Just like a lot of other people I wanted more speed from my LanLan 2x2, I had a whole bunch of Eastsheen 2x2 parts laying around so I took the edges out and put them in instead of the LanLan edges. I feel a noticeable increase in speed.


----------



## Cyrus C. (May 15, 2010)

I'll try this. How do I get the edges out of my ES?


----------



## crazymanjimbo46 (May 16, 2010)

Mine was really loose so I could pop it with a pen. If you don't need the ES 2x2 anymore you can try cutting a big corner with it and it will prolly fall apart.


----------



## JeffDelucia (May 16, 2010)

The edges in the eastsheen are the same as the lanlan ones... The increase in speed was the difference between a broken in cubes and a not broken in cube.
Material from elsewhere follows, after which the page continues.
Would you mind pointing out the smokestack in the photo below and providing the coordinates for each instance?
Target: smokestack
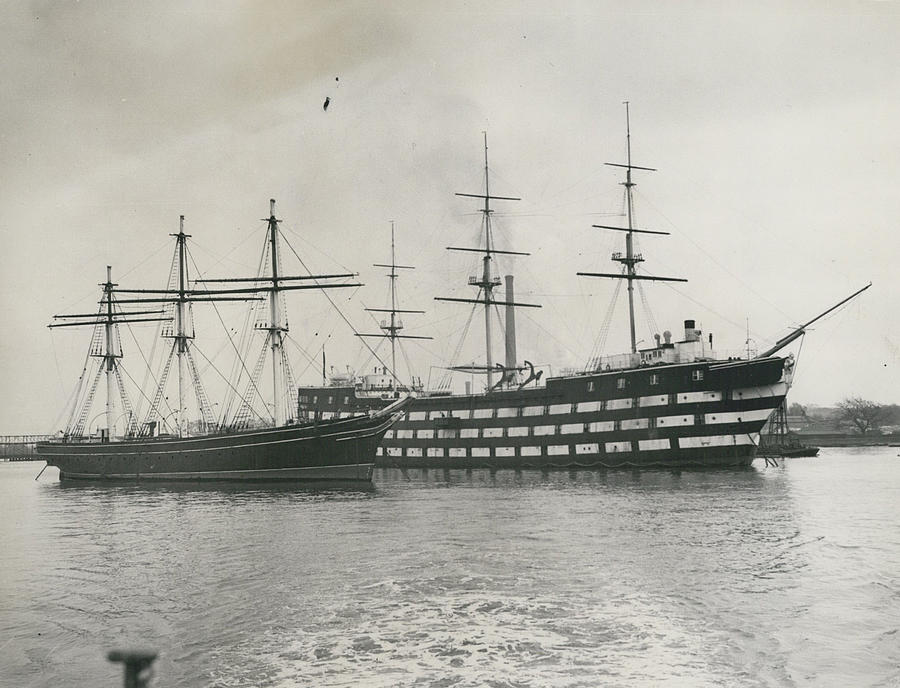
(510, 331)
(691, 332)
This mod is a waste of time just break in the lanlan.


----------



## crazymanjimbo46 (May 16, 2010)

JeffDelucia said:


> The edges in the eastsheen are the same as the lanlan ones... The increase in speed was the difference between a broken in cubes and a not broken in cube. This mod is a waste of time just break in the lanlan.



Actually I had done the same amount of solves on both.


----------



## Joseph Wong (Jan 6, 2013)

Are there any other mods?


----------